Para mantener la ratio de dependencia actual solo vía inmigración, España requeriría casi un millón de inmigrantes netos al año durante treinta años, cifra muy superior a las previsiones de 375.000 anuales. Esto evidencia la limitación de la migración como palanca única y subraya la necesidad de respuestas múltiples.
El envejecimiento conlleva un aumento significativo del gasto en pensiones, sanidad y dependencia, al tiempo que la base de cotizantes se estanca o decrece. Muchos países con alta deuda pública afrontan riesgos de sostenibilidad fiscal y un fuerte incremento del gasto en pensiones como % del PIB si no aplican reformas estructurales.
La indexación de pensiones a la inflación o a los salarios traslada el riesgo de longevidad al contribuyente, ampliando la carga fiscal. Además, recientes episodios de alta inflación han erosionado el poder adquisitivo de prestaciones y ahorros, profundizando la tensión sobre los sistemas de reparto.
En el mundo privado, los fondos de pensiones de prestación definida y las aseguradoras de rentas vitalicias se enfrentan a pasivos cada vez más largos. Esto obliga a rediseñar la asignación de activos, incorporando mayor exposición a renta variable, alternativos y derivados de longevidad para equilibrar riesgos.
Para hacer frente a los retos demográficos, numerosos países adelantan reformas en sus sistemas de pensiones, combinando reparto y capitalización y estableciendo mecanismos automáticos de ajuste a la esperanza de vida.
En Suecia y Países Bajos, se emplean cuentas nocionales mixtas vinculadas a la esperanza de vida; en Chile, se ajusta la pensión de reparto según los cambios demográficos. Estas prácticas buscan mantener el equilibrio actuarial sin sacrificar el poder adquisitivo de los jubilados.
La industria de gestión de activos responde con soluciones como fondos target-date, estrategias de ciclo de vida y plataformas de ahorro automatizado con análisis de supervivencia mediante inteligencia artificial. Estas herramientas personalizan la exposición al riesgo y ayudan a los individuos a optimizar su ahorro para el retiro.

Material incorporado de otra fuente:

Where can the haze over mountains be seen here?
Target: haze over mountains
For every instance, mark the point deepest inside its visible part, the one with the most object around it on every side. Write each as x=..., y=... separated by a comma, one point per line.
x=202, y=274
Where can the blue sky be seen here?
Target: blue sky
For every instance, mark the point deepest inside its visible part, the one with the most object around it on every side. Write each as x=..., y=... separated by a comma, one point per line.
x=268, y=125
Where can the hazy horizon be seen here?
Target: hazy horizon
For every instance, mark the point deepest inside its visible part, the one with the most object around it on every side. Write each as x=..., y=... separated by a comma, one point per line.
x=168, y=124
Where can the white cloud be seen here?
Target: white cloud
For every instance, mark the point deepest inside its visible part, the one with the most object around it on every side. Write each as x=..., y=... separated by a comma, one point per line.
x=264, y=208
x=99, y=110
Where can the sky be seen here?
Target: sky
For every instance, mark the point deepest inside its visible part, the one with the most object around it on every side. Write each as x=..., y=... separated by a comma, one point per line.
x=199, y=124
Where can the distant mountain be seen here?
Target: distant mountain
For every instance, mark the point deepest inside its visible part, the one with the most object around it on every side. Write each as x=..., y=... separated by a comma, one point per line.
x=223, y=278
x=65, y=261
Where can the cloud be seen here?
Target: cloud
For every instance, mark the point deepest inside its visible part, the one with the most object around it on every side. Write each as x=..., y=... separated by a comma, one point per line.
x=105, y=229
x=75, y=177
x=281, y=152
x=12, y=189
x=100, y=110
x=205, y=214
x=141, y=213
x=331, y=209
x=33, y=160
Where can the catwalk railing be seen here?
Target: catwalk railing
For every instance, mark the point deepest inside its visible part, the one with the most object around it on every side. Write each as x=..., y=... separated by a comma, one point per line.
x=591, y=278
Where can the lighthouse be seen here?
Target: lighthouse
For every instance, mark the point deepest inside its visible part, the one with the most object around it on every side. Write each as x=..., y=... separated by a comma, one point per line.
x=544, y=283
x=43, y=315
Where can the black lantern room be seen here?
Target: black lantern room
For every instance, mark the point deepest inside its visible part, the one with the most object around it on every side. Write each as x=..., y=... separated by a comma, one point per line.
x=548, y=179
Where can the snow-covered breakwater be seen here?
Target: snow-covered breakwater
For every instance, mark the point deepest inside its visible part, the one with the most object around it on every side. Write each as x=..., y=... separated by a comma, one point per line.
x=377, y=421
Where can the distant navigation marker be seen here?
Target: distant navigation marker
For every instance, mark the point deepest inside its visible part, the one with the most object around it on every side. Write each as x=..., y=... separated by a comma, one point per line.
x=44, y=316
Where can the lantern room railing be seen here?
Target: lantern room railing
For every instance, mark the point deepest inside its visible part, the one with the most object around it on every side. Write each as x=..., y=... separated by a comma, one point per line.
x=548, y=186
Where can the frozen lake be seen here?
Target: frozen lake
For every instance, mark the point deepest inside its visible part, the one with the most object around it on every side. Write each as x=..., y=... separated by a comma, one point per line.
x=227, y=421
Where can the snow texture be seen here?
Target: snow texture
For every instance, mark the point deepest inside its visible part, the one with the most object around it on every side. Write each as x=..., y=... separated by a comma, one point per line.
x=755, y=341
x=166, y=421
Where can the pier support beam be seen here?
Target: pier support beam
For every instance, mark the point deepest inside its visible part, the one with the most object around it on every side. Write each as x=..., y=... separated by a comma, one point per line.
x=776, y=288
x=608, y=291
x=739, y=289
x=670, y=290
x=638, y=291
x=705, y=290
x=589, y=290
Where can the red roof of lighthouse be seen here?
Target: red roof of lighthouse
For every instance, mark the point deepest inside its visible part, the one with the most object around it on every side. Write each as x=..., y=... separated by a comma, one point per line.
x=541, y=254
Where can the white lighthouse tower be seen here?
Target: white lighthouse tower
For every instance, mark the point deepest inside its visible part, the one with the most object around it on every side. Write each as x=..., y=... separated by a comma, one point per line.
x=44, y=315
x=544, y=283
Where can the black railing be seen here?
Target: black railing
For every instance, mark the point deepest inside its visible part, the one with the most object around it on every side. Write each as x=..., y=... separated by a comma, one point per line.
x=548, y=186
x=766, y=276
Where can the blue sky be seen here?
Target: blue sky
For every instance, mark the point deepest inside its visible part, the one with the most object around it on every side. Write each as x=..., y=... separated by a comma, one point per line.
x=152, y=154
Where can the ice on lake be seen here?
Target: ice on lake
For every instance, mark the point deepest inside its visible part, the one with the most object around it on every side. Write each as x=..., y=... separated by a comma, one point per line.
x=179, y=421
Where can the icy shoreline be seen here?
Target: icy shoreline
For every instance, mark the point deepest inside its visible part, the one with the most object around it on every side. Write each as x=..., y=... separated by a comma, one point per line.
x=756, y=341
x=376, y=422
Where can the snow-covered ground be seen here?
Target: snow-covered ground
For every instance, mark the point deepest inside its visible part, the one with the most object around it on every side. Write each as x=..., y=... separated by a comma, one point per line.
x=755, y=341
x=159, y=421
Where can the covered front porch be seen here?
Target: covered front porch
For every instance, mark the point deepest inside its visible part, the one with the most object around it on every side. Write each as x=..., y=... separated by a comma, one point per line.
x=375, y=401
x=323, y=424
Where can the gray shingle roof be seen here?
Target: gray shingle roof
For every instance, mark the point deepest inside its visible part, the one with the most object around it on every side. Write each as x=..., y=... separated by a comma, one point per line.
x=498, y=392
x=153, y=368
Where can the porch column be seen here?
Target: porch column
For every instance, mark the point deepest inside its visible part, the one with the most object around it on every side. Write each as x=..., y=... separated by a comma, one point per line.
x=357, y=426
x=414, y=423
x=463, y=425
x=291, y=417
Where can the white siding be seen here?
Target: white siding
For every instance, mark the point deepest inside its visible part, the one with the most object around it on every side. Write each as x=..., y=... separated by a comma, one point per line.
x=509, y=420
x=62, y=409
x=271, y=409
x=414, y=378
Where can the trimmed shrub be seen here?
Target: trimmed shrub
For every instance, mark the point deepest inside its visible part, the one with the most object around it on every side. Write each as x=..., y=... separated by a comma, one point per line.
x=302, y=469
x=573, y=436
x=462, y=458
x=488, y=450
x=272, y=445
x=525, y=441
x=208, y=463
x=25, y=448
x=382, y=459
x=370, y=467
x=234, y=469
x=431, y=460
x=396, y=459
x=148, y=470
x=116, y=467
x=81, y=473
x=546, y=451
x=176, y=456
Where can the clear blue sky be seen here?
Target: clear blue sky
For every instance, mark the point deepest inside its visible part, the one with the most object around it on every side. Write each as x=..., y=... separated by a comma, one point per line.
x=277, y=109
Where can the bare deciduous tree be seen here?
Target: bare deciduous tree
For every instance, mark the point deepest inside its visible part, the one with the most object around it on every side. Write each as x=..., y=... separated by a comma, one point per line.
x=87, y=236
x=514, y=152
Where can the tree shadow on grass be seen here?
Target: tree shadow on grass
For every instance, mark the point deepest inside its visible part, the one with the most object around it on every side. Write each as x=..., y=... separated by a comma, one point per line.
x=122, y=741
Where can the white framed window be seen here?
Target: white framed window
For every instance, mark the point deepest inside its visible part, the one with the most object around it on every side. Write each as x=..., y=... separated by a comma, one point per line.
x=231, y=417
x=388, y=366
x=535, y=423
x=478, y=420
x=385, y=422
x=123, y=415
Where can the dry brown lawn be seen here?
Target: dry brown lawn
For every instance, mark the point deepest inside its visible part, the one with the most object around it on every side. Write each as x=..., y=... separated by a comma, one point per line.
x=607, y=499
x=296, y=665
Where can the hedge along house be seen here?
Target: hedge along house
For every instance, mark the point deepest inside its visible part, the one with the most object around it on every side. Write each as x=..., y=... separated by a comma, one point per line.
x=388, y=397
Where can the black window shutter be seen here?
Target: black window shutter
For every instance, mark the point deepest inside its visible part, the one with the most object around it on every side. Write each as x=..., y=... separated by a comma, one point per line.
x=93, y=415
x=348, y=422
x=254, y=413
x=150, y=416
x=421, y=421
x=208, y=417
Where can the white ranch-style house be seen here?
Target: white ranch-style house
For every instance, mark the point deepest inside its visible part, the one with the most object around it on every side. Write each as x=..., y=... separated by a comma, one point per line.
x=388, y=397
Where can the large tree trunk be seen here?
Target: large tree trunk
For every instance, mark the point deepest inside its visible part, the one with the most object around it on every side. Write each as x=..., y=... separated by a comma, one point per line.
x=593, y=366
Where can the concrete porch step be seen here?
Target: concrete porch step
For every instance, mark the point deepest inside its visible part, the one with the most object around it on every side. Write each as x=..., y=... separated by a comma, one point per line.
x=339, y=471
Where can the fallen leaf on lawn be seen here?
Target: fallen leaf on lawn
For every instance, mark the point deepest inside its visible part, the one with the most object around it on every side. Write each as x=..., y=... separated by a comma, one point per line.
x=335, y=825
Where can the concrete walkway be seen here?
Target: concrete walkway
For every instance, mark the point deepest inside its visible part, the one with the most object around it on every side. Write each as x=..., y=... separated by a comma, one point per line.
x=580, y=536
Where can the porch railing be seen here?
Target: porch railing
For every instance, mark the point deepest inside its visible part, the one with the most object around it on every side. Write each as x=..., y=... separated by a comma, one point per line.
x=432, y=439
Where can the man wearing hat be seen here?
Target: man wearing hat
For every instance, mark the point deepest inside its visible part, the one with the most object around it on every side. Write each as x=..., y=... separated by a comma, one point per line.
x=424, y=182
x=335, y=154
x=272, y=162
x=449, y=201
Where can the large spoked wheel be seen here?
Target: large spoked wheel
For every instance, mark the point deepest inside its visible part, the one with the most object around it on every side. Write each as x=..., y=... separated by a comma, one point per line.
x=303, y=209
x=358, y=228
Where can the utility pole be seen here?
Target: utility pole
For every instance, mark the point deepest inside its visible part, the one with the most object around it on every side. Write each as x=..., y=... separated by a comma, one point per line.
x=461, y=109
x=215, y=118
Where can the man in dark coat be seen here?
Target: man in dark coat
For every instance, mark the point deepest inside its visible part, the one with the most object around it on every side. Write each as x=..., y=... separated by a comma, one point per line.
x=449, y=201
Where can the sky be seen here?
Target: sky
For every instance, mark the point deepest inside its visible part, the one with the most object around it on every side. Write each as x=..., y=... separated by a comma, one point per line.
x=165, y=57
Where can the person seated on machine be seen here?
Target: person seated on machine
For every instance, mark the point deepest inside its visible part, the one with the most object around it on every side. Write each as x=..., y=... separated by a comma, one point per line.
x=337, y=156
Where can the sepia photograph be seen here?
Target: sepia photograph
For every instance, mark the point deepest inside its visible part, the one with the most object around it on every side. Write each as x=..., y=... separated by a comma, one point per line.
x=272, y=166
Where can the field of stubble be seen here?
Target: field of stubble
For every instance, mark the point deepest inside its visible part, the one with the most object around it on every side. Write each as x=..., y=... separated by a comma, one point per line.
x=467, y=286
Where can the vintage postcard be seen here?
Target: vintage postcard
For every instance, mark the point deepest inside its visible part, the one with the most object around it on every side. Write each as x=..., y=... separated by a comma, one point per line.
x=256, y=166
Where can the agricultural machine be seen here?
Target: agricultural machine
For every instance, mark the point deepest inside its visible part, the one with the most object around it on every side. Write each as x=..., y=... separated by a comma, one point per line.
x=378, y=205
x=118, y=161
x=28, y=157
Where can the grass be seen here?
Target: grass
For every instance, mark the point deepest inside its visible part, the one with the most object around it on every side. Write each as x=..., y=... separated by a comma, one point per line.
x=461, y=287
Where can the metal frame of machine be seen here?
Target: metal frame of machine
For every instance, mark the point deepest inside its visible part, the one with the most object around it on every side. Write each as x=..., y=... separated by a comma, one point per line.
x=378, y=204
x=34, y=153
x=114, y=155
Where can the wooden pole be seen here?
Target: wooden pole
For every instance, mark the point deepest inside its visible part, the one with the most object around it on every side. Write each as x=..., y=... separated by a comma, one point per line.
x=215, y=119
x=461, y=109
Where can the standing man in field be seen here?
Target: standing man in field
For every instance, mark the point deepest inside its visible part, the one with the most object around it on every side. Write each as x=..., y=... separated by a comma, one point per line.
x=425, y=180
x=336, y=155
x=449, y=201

La inacción podría desencadenar déficits crónicos en pensiones, aumento de la pobreza en mayores y tensión social. Si no se recalibran los sistemas, podrían florecer desequilibrios fiscales de largo plazo y un incremento de la desigualdad intergeneracional.
Aunque el escenario es desafiante, existen oportunidades de innovación sin precedentes. El auge de la salud digital, los fármacos antienvejecimiento y los servicios de empleo flexible para mayores de 60 años están redefiniendo la experiencia del retiro.
Asimismo, la integración de criterios ESG y la inversión en activos vinculados al envejecimiento saludable ofrecen nuevas vías para alinear rentabilidad y propósito social. El uso de tecnología blockchain y contratos inteligentes puede mejorar la transparencia y eficiencia de los sistemas de pensiones.
La clave está en alinear incentivos intergeneracionales y fomentar una cultura de responsabilidad colectiva. Gobiernos, inversores y ciudadanos deben colaborar para convertir el reto demográfico en un motor de crecimiento inclusivo y resiliente.
Solo así, combinando visión estratégica, reformas estructurales y colaboración multisectorial, podremos asegurar que las próximas generaciones disfruten de una jubilación digna y sostenible.